Summary: Now we come to the days of Jesus and the church's formation, to see how Babylon relates in that time period.
PART II: ROME, PAGAN to PAPAL
A.D. 100 to A.D. 1300
"We wrestle not against flesh and blood." (Ephesians 6:12)
It is not men to whom we look as we seek the origin of the conspiracy against Christ and His church. We worry not whether mere mortals were aware of the part they played in the unfolding drama. We look behind the scenes to view the master conspirator, and to expose him. It is Lucifer who is behind the priesthoods of men. He is the one whose earthly throne always contains a chief priest, or pontifex maximus, offerer of the sacrifice. Wherever this supreme pontiff sits can be labeled Babylon. We ask not whether the man is good, or better than others, or possessor of certain acceptable doctrines. We ask if he sits in Satan's seat. Judge for yourself the progression of the following events.
SIXTEEN: THE EARLY CHURCH
c. A.D. 30
During and following the days of the foundational writers, the church is new, strong, and freshly filled with the Holy Ghost. False teachings abound, but what a church is forming! Here is a brief sketch of that church, as a backdrop against which the other church can be set, for your later comparison. Whatever your present affiliation, it will be difficult to compare it favorably to those first days of the church.
The first Christians have all things in common. Not forced, all voluntary. They meet daily, in various homes or existing buildings or special hiding places, to keep themselves safe from the present "Babylon," Pagan Rome.

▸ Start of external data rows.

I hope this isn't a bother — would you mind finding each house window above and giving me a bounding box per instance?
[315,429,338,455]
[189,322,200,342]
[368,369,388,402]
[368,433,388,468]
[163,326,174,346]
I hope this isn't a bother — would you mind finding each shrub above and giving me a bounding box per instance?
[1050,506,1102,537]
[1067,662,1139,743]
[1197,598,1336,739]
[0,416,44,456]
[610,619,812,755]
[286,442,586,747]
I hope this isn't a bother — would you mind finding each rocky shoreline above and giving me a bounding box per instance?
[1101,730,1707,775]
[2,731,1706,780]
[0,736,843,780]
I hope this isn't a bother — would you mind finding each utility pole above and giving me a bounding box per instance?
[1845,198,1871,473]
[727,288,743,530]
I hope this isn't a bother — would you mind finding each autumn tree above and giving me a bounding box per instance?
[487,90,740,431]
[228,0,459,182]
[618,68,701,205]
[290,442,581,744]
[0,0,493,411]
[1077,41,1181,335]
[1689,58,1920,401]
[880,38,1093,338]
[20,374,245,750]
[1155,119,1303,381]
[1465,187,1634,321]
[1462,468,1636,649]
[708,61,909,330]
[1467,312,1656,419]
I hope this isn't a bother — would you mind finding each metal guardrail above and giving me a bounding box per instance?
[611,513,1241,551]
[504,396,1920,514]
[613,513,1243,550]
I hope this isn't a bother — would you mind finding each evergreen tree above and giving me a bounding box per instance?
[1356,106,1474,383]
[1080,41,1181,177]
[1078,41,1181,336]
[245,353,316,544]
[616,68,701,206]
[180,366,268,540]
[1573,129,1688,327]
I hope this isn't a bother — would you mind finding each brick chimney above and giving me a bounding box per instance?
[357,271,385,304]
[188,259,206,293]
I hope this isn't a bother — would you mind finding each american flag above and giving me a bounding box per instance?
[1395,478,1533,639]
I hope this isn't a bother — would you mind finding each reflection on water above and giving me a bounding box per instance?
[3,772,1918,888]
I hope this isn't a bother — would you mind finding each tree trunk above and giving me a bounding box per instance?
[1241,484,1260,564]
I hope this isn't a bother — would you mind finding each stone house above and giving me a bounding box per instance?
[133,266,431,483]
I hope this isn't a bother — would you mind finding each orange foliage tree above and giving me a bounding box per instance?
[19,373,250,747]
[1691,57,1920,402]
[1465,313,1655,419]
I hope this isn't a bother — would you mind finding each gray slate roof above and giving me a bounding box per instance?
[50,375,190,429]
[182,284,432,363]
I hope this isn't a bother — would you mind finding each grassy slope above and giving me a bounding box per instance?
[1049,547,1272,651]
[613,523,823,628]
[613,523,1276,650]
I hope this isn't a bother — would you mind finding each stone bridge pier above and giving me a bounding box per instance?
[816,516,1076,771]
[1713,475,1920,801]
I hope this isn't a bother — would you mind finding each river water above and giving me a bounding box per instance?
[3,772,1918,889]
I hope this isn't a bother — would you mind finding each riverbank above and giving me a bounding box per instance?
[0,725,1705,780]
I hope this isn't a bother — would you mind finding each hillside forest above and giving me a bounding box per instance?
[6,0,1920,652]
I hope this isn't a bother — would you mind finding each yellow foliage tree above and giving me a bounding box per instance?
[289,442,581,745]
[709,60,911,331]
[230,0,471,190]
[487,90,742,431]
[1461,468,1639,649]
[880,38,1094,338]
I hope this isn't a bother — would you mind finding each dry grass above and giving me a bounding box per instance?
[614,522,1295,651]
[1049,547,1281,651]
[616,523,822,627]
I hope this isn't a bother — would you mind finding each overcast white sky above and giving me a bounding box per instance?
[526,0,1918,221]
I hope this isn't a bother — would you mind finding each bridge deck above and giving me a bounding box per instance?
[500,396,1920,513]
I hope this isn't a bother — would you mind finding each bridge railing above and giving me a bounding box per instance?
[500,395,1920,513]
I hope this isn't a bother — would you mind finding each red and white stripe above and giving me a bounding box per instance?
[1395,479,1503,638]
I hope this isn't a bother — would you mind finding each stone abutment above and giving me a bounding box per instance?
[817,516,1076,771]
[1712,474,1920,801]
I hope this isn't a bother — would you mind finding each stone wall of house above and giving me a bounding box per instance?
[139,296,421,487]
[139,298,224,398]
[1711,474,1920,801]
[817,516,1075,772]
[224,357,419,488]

No church buildings. No air conditioning. No loudspeaker systems. No mikes. There is a simplicity about their meetings which varies from town to town, but has the same basic elements, inspired by the same Spirit, and recorded by Luke in the book of Acts and Paul in his epistles:
1) the teachings of the apostles, Acts 2:42
2) prayers, Acts 2:42
3) worship, I Corinthians 12, 14
4) manifestations of the Spirit of God, I Corinthians 14
6) often, fellowship dinners - love feasts - are a part of the meeting, but they soon become a problem (I Corinthians 11)
And, the Lord keeps adding to the church those who are being set free from sin, that is, saved. Great grace is upon them.
To see an involved pagan ritual in old Pagan Rome, and then to see a simple meeting of God's people is to see two totally different events, not even close to comparison. At least in the beginning, no one could compare Christianity to paganism. But things change.
In their personal lives, and in their communal life, the early Christians are a separated people. They use the world as needed, but keep their eyes on the heavens, whence they look for Christ to return at any moment.
People such as the above described have their descendants among us today: simple men and women, children too, who want nothing but the Word of God, the Spirit of God, the People of God, and a God-given job to do while waiting for Jesus' return.
But slowly another people evolve. Things are added. Things are subtracted. An evolution takes place, a mixing of good and evil, which always produces evil.